Principles of Wavelet Time-Frequency (Scale) Plot Generation with Implementation

Resource Overview

Principles and Implementation of Wavelet Time-Frequency Plot Generation Through a Practical Example: Using a Synthetic Signal Composed of Two Sine Waves at 100Hz and 200Hz

Detailed Documentation

This section details the step-by-step methodology for generating wavelet time-frequency plots, demonstrated using a synthetic signal composed of two sinusoidal components at 100Hz and 200Hz. Code implementation insights are provided where applicable.

1. Signal Time-Domain Sampling: First, the signal undergoes time-domain sampling for temporal analysis. This involves defining a time window and sampling within it (e.g., using MATLAB's window functions). Adjusting window size trades off time-frequency resolution—shorter windows enhance temporal precision, while longer windows improve frequency resolution. Implementation typically involves defining sampling parameters like Fs (sampling frequency) and t (time vector).

2. Wavelet Decomposition: The sampled signal is decomposed using wavelet transforms (e.g., Continuous Wavelet Transform with MATLAB's cwt function). This step breaks the signal into scale-dependent components, mapping time-domain data to a joint time-frequency representation. Key parameters include wavelet type (e.g., Morlet) and scale ranges, which correlate with frequency bands.
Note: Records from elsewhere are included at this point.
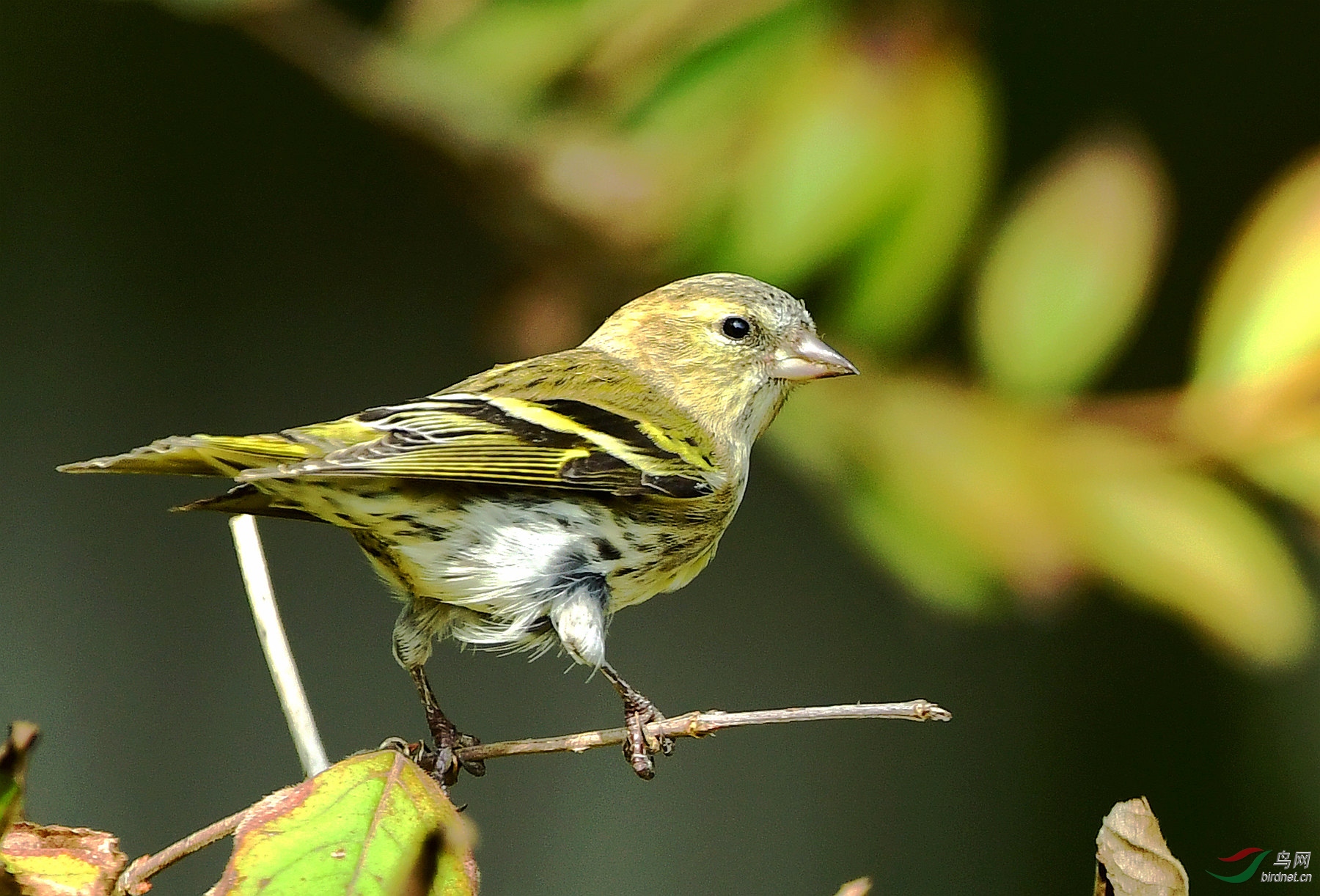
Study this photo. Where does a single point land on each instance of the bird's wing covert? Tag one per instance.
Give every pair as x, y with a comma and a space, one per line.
502, 440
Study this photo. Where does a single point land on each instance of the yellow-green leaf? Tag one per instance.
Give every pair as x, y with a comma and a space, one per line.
1187, 544
13, 767
1264, 313
354, 829
1068, 273
904, 264
1132, 856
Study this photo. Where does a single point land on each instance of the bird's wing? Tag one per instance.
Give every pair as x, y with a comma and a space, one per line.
538, 424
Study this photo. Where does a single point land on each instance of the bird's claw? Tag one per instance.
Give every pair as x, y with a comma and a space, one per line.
442, 762
640, 744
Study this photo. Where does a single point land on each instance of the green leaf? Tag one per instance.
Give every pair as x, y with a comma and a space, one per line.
1132, 856
1288, 469
358, 828
826, 161
1188, 544
1262, 316
1069, 271
906, 262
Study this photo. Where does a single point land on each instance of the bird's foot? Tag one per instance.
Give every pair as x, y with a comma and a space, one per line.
639, 746
448, 762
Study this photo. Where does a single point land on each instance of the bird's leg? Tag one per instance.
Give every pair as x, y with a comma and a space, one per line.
638, 711
448, 739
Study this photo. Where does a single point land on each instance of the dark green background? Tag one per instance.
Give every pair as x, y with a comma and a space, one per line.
196, 238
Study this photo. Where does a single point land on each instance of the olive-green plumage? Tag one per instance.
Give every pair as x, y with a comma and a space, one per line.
521, 507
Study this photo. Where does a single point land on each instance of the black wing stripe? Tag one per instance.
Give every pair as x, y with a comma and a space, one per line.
609, 422
523, 430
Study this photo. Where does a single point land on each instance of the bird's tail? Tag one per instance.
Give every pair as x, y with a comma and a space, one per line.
214, 455
201, 455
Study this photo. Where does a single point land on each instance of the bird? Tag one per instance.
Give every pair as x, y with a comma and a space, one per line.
521, 508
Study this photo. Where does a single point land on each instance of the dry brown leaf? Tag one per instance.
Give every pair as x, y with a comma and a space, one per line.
1132, 856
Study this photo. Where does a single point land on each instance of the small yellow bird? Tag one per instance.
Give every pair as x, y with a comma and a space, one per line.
523, 507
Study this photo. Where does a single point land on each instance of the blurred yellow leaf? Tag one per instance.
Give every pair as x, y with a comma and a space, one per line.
1069, 271
825, 161
980, 467
930, 559
1186, 543
859, 887
660, 180
1264, 312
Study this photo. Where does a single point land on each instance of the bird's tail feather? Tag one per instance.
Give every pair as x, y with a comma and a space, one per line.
249, 499
199, 455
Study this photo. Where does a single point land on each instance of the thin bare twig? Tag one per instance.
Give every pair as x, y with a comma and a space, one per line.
270, 630
132, 881
699, 724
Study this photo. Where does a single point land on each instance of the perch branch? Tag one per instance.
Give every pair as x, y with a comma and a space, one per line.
691, 724
132, 881
699, 724
270, 630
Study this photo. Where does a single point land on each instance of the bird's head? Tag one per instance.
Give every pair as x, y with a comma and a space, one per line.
725, 348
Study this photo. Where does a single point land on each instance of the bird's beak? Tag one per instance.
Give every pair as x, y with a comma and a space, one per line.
805, 356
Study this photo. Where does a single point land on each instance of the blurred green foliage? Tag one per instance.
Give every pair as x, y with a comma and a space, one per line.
849, 152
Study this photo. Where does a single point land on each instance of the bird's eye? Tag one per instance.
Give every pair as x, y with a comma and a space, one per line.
736, 328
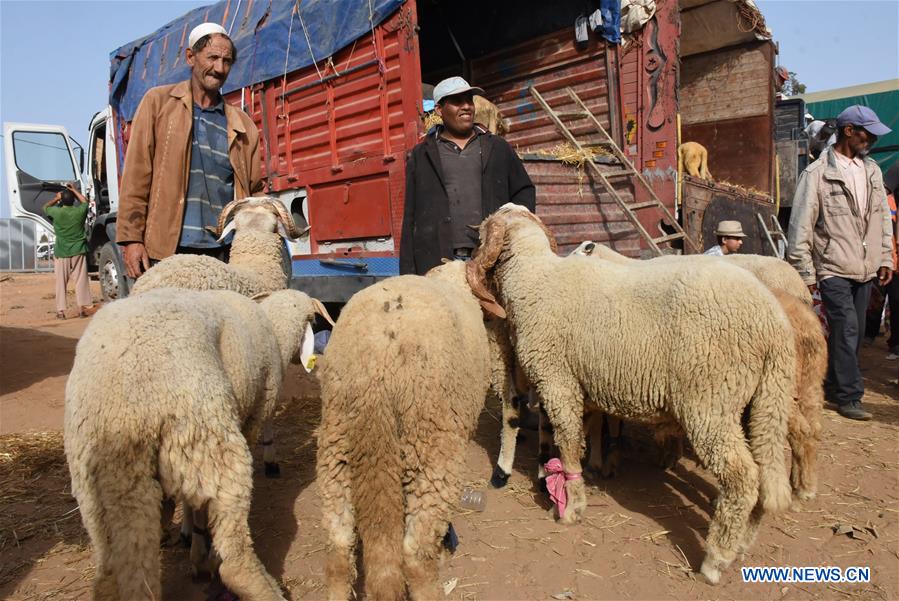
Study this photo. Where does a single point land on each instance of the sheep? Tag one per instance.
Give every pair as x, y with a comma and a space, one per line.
775, 273
254, 266
804, 424
693, 158
193, 377
397, 411
656, 345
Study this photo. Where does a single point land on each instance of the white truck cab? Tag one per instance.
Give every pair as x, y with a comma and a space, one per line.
41, 158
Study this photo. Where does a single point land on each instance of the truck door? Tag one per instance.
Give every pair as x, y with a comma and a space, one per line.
39, 160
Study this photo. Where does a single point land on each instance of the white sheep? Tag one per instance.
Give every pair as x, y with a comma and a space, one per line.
804, 426
193, 376
255, 265
775, 273
397, 411
670, 344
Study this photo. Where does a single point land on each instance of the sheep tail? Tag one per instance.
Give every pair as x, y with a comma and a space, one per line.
768, 417
379, 502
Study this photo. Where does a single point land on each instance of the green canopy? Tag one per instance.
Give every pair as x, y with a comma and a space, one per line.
884, 102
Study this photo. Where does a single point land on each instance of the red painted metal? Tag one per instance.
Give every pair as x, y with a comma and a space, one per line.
342, 132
3. Time-Frequency Plot Generation: After decomposition, wavelet coefficients are visualized as a time-frequency plot (scaleogram). The plot’s intensity reflects signal energy distribution across time and frequency. In code, this is achieved by plotting coefficient magnitudes against time and scales (converted to frequencies using scal2frq). Color mapping (e.g., pcolor or imagesc) highlights energy variations.

4. Post-Processing and Analysis: The resulting plot can be further processed for feature extraction—e.g., identifying signal components via ridge detection or analyzing non-stationary traits using thresholding algorithms. Tools like MATLAB’s wavedec enable multi-level decomposition for granular insights.

While wavelet time-frequency plotting requires expertise in signal processing, understanding these core steps and their code equivalents facilitates effective analysis of non-stationary signals’ temporal and spectral characteristics.